Con il giuramento di Kenyatta si chiude almeno formalmente una vicenda che avrebbe potuto degenerare in violenze generalizzate. A parte qualche scontro, qualche morto nelle baraccopoli di Nairobi e le proteste di oggi davanti allo stadio dove Kenyatta ha giurato, invece non è successo, per gli standard africani, e keniani in particolare, nulla di gravissimo.
Nel 2007 con sulla scena gli stessi protagonisti: Kenyatta, e i suoi kikuyo, e il suo rivale Odinga con i suoi luo, c’erano stati mille morti e 400mila profughi. Questa volta no. Eppure è successo di tutto: elezioni di agosto annullate dalla Corte Suprema, ripetizione della consultazione con il ritiro, qualche giorno prima, di Odinga e l’invito ai suoi di boicottare le elezioni che si sono tenute ugualmente con, ovviamente un trenta per cento in meno di elettori. Vittoria di Kenyatta e ora il giuramento.
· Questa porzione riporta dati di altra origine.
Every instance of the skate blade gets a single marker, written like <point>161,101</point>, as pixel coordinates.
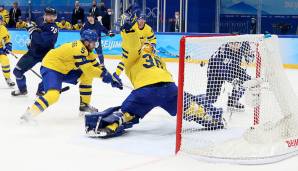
<point>235,110</point>
<point>31,122</point>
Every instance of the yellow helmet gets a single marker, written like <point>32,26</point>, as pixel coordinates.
<point>148,48</point>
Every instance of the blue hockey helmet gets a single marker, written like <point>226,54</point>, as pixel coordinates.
<point>50,11</point>
<point>89,35</point>
<point>142,16</point>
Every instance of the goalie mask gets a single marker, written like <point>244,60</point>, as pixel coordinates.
<point>148,48</point>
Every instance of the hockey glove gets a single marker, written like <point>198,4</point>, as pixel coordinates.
<point>31,28</point>
<point>1,51</point>
<point>106,76</point>
<point>8,48</point>
<point>117,81</point>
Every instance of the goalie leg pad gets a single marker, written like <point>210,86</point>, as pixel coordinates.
<point>94,120</point>
<point>206,114</point>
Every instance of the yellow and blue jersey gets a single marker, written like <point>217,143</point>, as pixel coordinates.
<point>5,15</point>
<point>141,68</point>
<point>77,27</point>
<point>66,26</point>
<point>21,25</point>
<point>146,34</point>
<point>4,36</point>
<point>73,56</point>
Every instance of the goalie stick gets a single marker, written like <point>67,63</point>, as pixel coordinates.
<point>35,73</point>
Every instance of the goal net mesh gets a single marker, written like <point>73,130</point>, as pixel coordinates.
<point>237,102</point>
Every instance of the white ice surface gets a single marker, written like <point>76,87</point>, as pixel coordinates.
<point>58,141</point>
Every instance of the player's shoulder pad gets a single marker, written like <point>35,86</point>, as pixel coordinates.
<point>49,27</point>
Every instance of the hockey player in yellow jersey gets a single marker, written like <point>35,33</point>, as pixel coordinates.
<point>5,15</point>
<point>70,63</point>
<point>5,48</point>
<point>78,26</point>
<point>64,25</point>
<point>153,87</point>
<point>144,31</point>
<point>21,24</point>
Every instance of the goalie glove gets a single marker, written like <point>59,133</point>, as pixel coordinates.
<point>111,33</point>
<point>31,28</point>
<point>8,48</point>
<point>114,79</point>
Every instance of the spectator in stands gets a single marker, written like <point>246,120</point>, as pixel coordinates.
<point>21,24</point>
<point>14,14</point>
<point>5,15</point>
<point>106,20</point>
<point>174,25</point>
<point>253,26</point>
<point>77,13</point>
<point>63,24</point>
<point>177,21</point>
<point>98,12</point>
<point>94,10</point>
<point>78,26</point>
<point>28,21</point>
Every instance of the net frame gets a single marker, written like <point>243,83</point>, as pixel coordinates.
<point>256,116</point>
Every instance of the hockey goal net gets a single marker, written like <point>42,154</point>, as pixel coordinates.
<point>235,102</point>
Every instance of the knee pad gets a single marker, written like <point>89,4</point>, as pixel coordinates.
<point>18,73</point>
<point>52,96</point>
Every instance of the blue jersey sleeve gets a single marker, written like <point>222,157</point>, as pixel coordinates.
<point>47,37</point>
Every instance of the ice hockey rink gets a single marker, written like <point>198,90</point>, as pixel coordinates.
<point>58,140</point>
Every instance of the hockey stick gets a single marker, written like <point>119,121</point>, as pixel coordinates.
<point>35,73</point>
<point>128,87</point>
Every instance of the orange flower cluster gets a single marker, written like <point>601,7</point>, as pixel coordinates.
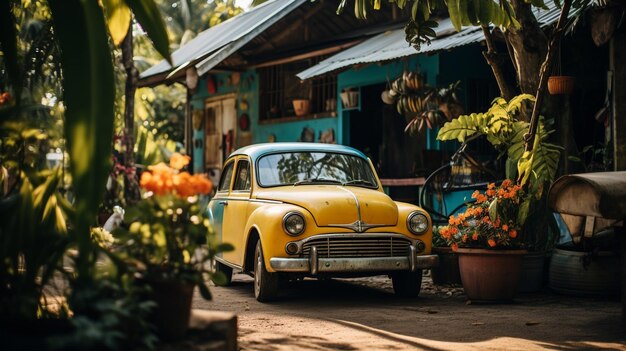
<point>162,179</point>
<point>477,227</point>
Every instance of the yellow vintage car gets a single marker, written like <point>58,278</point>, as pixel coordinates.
<point>295,210</point>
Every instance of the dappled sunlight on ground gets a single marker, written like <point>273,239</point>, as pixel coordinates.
<point>363,314</point>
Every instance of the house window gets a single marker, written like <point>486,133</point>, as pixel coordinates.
<point>279,86</point>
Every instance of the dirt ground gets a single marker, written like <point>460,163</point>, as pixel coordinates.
<point>363,314</point>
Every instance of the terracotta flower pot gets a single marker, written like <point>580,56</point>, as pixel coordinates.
<point>301,107</point>
<point>173,300</point>
<point>490,275</point>
<point>558,85</point>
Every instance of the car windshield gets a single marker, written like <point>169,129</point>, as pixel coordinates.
<point>300,168</point>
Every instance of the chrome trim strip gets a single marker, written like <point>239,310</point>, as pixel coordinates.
<point>232,265</point>
<point>266,201</point>
<point>314,261</point>
<point>303,221</point>
<point>250,200</point>
<point>408,222</point>
<point>335,265</point>
<point>359,225</point>
<point>301,242</point>
<point>412,256</point>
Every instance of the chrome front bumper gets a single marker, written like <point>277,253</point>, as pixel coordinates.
<point>314,264</point>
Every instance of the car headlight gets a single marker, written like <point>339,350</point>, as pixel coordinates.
<point>293,223</point>
<point>417,223</point>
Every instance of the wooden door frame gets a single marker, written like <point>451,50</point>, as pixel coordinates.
<point>210,101</point>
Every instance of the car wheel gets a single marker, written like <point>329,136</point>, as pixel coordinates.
<point>407,283</point>
<point>265,283</point>
<point>226,270</point>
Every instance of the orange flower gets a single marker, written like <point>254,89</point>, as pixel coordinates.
<point>481,198</point>
<point>160,168</point>
<point>445,233</point>
<point>178,161</point>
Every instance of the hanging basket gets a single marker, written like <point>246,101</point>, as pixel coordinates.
<point>560,85</point>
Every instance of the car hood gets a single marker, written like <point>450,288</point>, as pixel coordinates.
<point>339,206</point>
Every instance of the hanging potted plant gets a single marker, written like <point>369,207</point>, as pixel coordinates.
<point>486,238</point>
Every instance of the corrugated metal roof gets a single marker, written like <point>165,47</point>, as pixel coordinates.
<point>225,38</point>
<point>392,45</point>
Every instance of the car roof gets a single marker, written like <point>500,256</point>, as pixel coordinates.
<point>257,150</point>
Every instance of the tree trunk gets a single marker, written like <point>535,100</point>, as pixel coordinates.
<point>131,187</point>
<point>529,44</point>
<point>495,61</point>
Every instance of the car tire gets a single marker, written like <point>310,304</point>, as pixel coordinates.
<point>265,283</point>
<point>407,283</point>
<point>226,270</point>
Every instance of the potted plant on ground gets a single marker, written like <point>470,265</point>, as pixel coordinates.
<point>486,238</point>
<point>533,171</point>
<point>167,238</point>
<point>447,272</point>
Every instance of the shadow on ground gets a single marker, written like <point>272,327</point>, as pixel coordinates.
<point>352,314</point>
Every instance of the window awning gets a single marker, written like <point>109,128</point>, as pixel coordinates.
<point>392,45</point>
<point>215,44</point>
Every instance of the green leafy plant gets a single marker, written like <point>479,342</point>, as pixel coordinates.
<point>492,221</point>
<point>534,169</point>
<point>505,131</point>
<point>167,234</point>
<point>34,237</point>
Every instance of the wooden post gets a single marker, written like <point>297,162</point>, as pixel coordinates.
<point>617,59</point>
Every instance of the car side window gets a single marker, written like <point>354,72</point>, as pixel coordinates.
<point>242,177</point>
<point>227,175</point>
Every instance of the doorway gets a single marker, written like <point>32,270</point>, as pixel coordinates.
<point>220,133</point>
<point>378,130</point>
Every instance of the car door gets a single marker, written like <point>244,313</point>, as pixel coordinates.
<point>220,201</point>
<point>236,211</point>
Il Kenya e il suo presidente adesso hanno bisogno di calma e stabilità. il Kenya è un paese cruciale per collocazione geografica e per storia, guarda sull’Oceano Indiano, verso quelle emergenti economie asiatiche che sono fortissime e aggressive dal punto di vista commerciale ed economico. Le sue coste potrebbero essere il luogo cruciale per terminali di materie prime e petrolio del ricco entroterra africano.
Insomma gli appetiti e le possibilità sono enormi. Odinga, l’eterno oppositore, con le proteste di oggi, quelle dei giorni scorsi e quelle che probabilmente continuerà a fare nel futuro, vuole entrare nel gioco. O meglio non ne vuole uscire definitivamente.